Une décision qu’il prend après avoir été invité à un Workout chez les Vikings qui s’est plutôt bien passé. La franchise lui offre en effet un contrat afin de “faire le nombre”, certainement aussi car ils ont su juger le joueur sur ses facultés de développement. John Randle, qui tire sa force de son frère Ervin, un Linebacker polyvalent qui a livré 105 bons matchs en huit saisons aux Bucs et aux Chiefs, continue donc d’y croire et accepte l’offre. Il se met alors à travailler très dur, connaissant un excellent camp et des matchs de pre-season convaincants, à tel point qu’il participe aux 16 matchs de saison régulière dès sa première année, mais toujours en tant que remplaçant. Sa position n’est pas encore totalement définie, et il navigue entre les postes de Linebacker, Defensive End, et Defensive Tackle, selon les besoins du moment.

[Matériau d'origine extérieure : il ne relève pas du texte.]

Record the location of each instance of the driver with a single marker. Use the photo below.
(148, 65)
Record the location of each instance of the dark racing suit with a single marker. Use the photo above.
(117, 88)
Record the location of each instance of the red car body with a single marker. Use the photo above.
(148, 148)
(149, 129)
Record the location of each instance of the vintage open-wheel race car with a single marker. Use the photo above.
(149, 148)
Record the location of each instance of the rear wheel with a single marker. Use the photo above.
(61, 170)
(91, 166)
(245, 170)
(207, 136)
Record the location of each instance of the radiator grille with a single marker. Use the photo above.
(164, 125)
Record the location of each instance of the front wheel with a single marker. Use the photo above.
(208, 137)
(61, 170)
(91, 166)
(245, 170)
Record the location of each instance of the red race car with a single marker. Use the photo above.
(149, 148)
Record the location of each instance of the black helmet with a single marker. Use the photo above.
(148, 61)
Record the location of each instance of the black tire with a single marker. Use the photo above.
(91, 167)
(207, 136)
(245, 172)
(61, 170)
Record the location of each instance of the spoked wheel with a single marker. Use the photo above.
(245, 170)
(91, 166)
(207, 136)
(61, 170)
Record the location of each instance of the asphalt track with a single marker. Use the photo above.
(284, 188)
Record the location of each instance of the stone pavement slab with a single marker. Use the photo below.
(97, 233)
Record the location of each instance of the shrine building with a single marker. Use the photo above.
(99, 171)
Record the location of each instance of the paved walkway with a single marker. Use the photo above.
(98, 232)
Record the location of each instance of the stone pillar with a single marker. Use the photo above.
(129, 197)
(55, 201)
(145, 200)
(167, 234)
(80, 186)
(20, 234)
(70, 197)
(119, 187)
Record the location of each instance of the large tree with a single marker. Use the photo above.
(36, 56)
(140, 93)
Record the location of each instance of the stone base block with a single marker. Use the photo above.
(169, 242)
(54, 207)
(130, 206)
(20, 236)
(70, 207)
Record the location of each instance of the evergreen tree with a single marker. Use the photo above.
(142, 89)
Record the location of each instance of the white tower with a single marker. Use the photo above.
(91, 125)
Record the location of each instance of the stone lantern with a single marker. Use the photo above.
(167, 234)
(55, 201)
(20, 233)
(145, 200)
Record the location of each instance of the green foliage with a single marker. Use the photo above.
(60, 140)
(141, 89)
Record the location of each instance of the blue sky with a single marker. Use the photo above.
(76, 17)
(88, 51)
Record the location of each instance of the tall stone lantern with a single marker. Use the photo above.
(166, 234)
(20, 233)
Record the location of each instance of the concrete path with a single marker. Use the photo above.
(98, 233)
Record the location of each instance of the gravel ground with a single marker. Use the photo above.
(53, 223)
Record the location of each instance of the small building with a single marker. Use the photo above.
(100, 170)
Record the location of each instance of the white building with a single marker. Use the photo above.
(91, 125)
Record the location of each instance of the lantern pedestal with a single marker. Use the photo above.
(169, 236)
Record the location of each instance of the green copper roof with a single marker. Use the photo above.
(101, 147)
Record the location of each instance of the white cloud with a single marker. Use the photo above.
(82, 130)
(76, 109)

Dès sa deuxième saison, durant laquelle il débute cette fois 8 matchs, Randle passe au niveau supérieur et réussit 58 Tackles, 9.5 sacks et 2 Forced Fumbles en tant que LDE. Mais ses Coaches en sont désormais certains, c’est à la position de Defensive Tackle qu’il doit évoluer… Pour sa troisième saison, le joueur est aligné au poste de RDT et confirme tous les espoirs placés en lui avec 56 Tackles, 11.5 sacks et 1 FF. Il devient alors titulaire à part entière, et prend de plus en plus d’importance dans l’équipe. Il s’affirme, devient même l’un des “personnages” de la Franchise: il se peint les yeux en noir, hurle pour se donner du courage avant chaque rencontre, et pousse des cris terribles après chaque sack! John Randle developpe, comme le dit le commentateur Dan Dierdorf, une “controlled insanity” qui déroute les adversaires, et instille la peur avec son Trash Talking…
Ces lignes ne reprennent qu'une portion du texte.